E por que tudo isso me veio? Pela notícia do fim da exigência do diploma de jornalismo para o exercício da profissão, com o que, aliás, concordo. Talento e vocação não vêm com diploma. Domínio da língua, formação de cunho humanista e bagagem cultural, se o jornalista não os tem, o próprio mercado irá rifá-lo. E técnica se aprende mesmo é no dia a dia das redações. Até porque bons cursos de Jornalismo, como o que fiz na PUC, tendo Dines, Walter Poyares e outras feras ministrando aulas, não há mais. Raríssimas exceções, o que se vê hoje é um rentável pague e pegue seu canudo.
O que dá lastro ao jornalista é exercer criteriosamente sua profissão, ser isento, ter consciência de seu poder de causar danos irreversíveis à imagem de terceiros, não prejulgar (no caso de determinados políticos de Brasília, uma consulta a seus prontuários pode até bastar).
Com ou sem diploma, amigos, o que verdadeiramente faz a diferença é ter Ética.
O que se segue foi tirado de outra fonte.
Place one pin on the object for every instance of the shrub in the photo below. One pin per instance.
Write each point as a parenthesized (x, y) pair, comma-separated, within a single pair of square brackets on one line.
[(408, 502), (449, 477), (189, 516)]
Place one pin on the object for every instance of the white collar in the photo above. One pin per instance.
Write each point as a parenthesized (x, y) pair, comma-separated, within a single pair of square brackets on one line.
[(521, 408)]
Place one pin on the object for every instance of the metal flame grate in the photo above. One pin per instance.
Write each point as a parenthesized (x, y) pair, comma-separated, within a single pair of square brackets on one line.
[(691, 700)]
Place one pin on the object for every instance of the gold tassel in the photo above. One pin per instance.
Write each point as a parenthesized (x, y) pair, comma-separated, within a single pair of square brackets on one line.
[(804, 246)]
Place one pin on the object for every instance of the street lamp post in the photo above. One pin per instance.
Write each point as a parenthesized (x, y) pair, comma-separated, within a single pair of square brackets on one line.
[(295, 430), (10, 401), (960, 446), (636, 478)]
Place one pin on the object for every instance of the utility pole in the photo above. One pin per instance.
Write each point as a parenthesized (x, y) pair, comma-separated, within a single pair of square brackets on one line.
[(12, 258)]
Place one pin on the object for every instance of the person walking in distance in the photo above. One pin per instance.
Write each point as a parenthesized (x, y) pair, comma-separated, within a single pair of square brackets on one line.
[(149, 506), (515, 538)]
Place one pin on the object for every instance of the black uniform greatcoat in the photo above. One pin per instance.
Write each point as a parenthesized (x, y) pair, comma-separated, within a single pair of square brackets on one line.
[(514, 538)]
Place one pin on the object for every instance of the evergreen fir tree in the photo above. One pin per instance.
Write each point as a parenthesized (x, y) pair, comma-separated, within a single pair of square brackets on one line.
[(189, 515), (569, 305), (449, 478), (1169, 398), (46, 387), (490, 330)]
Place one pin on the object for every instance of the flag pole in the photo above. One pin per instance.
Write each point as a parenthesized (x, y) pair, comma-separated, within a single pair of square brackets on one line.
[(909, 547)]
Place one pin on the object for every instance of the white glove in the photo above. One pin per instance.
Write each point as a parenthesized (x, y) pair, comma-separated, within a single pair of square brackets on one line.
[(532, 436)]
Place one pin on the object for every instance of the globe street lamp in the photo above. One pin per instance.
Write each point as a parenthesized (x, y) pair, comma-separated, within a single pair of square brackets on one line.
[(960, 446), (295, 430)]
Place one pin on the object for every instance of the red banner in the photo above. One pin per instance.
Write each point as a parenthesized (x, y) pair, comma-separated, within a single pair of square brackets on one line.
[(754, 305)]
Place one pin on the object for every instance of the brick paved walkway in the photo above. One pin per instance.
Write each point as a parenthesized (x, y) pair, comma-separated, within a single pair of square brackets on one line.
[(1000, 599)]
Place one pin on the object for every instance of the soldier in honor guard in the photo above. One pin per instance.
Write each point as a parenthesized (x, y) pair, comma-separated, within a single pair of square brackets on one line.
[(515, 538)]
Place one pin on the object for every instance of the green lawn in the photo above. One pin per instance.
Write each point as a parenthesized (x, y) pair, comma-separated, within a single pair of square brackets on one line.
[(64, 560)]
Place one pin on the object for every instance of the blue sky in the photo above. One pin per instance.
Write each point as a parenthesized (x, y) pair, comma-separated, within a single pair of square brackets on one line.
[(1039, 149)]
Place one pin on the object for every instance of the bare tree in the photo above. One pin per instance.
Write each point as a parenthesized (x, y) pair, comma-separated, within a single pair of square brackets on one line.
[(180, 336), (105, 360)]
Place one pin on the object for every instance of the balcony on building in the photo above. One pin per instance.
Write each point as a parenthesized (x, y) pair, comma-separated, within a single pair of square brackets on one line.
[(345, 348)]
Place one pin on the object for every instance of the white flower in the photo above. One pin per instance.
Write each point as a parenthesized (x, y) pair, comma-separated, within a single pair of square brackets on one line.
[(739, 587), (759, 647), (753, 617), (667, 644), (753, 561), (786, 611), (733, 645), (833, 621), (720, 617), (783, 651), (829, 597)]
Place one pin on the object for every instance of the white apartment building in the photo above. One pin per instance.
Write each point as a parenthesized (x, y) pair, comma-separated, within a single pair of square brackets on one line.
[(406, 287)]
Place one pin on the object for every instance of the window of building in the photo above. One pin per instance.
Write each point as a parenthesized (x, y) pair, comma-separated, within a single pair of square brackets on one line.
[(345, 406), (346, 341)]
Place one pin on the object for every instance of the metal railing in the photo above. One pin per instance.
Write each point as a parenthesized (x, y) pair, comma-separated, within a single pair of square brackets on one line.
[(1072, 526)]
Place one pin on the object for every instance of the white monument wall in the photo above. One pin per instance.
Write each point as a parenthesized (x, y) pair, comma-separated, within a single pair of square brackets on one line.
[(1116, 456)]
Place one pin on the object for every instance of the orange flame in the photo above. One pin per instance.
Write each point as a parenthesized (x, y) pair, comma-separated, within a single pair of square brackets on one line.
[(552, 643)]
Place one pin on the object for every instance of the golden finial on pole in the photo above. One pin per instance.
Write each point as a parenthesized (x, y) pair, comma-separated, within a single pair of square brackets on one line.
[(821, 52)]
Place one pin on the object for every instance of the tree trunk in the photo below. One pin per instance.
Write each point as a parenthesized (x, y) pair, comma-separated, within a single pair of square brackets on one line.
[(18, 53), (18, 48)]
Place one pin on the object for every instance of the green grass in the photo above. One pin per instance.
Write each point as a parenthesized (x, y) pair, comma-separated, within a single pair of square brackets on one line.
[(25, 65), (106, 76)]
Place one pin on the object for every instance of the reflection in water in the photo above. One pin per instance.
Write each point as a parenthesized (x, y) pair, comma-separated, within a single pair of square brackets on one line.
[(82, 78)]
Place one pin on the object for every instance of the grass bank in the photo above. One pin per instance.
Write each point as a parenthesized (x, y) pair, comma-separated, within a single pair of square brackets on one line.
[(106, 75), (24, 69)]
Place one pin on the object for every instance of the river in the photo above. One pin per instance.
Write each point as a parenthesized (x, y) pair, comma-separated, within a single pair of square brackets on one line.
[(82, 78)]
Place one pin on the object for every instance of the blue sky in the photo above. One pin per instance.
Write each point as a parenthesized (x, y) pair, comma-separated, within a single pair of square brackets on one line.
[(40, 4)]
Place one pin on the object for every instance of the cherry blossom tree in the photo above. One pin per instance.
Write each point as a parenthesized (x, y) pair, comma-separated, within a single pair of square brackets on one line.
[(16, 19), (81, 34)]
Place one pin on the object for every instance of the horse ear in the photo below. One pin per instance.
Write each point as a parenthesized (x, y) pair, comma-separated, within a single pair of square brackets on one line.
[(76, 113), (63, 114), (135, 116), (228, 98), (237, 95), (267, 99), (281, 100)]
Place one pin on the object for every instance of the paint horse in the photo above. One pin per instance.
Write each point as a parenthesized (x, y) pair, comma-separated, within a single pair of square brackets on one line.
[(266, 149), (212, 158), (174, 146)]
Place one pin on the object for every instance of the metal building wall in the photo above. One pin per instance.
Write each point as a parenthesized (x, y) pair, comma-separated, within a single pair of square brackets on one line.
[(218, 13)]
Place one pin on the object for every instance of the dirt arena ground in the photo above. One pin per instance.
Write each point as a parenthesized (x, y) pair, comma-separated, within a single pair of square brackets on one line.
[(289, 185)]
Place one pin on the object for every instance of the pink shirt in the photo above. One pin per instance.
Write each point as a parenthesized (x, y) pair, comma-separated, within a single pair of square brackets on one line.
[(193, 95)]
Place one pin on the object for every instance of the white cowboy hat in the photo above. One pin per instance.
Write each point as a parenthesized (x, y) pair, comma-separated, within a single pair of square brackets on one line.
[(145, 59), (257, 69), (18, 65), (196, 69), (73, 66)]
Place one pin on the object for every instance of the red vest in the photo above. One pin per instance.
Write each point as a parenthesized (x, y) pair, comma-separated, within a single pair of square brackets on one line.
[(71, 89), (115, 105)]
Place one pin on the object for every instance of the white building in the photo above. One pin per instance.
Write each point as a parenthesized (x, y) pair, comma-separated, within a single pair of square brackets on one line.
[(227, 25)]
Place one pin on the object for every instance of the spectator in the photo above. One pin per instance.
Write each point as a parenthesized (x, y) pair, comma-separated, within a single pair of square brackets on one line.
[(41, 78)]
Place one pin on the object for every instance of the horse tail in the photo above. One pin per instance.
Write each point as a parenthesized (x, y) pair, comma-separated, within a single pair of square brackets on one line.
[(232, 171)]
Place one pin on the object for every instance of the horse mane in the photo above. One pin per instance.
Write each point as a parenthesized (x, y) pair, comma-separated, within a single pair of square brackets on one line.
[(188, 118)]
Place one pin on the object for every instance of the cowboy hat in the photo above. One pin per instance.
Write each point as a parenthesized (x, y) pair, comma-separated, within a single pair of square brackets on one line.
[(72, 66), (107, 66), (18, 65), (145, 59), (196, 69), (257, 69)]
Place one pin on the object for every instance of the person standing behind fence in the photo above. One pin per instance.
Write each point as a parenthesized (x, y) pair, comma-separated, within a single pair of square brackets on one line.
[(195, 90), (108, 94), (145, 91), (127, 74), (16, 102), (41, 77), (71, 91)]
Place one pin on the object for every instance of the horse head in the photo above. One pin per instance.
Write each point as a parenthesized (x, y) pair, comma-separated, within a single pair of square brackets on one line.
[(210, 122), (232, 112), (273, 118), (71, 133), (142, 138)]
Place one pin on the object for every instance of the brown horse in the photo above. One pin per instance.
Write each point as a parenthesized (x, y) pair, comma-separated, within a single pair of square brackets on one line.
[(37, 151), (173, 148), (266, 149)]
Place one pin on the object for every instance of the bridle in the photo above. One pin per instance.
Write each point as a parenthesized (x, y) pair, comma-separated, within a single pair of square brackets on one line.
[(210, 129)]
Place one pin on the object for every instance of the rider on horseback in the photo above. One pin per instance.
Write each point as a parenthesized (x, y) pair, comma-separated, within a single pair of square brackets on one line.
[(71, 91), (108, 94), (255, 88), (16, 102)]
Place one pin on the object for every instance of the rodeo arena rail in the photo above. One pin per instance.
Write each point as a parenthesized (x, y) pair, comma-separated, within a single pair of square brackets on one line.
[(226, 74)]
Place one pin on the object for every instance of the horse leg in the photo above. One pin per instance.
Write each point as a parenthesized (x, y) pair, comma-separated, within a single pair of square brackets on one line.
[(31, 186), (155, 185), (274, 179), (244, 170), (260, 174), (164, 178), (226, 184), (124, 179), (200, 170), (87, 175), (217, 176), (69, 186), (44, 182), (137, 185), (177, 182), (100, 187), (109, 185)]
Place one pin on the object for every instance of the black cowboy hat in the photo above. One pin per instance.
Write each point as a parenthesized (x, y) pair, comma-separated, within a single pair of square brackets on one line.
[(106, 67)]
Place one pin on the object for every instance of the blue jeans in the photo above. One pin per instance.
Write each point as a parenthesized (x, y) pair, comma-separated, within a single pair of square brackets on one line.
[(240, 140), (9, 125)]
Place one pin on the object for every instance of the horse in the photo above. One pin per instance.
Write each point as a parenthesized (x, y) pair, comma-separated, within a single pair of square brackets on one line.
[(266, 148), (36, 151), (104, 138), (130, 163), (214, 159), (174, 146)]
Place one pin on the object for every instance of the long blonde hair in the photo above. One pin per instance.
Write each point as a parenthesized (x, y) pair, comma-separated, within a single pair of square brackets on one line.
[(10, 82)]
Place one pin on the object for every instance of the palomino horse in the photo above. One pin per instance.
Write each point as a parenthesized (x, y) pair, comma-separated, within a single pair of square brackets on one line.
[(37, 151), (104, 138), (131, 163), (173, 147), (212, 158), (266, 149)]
No mais é carochinha.


junho 19, 09 às 9:14 pm
Aqui sim! Uma realidade que banhou o mundo, sem fronteiras.(em alusão ao teu post anterior)
E não dignifica em nada o nome da profissão. Mas no fundo, creio, é tudo uma questão de consciência politica, espinha dorsal, carácter. E o canudo não traz agarrado esses principios – que felizmente – não são negociáveis.
Mais uma surpresa que aqui encontro neste novo registo. Sabe bem chegar e levar no peito um verbo destes.
Um beijo, bom fim de semana.
O Tejo está prata, lua invejosa.
junho 19, 09 às 9:16 pm
Sem nada a ver…
Permites que te faça folha da Árvore?
Obrigado, beijo a Selma
junho 20, 09 às 1:06 am
Gasolina, se és seiva para minhas ‘escrivinhações’, como recusar ser tua folha? Por favor.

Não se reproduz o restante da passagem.